Washington, DC 20549
RE: Ivy Funds – Form N-14
File Nos.: 811-06569
Dear Sir or Madam:
In connection with the registration by Ivy Funds (the “Registrant”), an investment company registered under the Investment Company Act of 1940, as amended, of an indefinite number of its securities under the Securities Act of 1933, as amended (“1933 Act”), we are transmitting herewith the Registrant’s registration statement on Form N-14 (“Registration Statement”). This Registration Statement is being filed to register Class A, Class B, Class C, Class E, Class I, Class N, Class R, and Class Y shares of the Ivy International Core Equity Fund (the “International Core Equity Fund”) that will be issued to shareholders of the Ivy European Opportunities Fund (the “European Opportunities Fund”), each a series of the Registrant, in connection with a transfer of substantially all of the assets of the European Opportunities Fund to the International Core Equity Fund, pursuant to an Agreement and Plan of Reorganization included in the Registration Statement that will be voted on by shareholders of the European Opportunities Fund at a meeting of shareholders.

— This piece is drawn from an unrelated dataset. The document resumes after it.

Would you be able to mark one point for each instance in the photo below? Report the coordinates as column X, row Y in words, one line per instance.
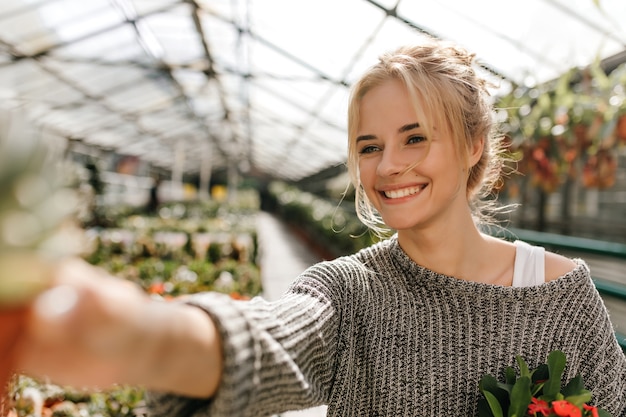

Pursuant to Rule 488 under the 1933 Act, the Registrant hereby proposes that the Registration Statement become effective on August 7, 2018. The Registrant has previously registered an indefinite number of its shares under the 1933 Act pursuant to an election under Rule 24f-2. No filing fee is, therefore, due at this time.
If you have any questions or comments regarding this filing, please telephone me at (312) 964-3503, or in my absence, please contact Mark Greer at (312) 964-3505.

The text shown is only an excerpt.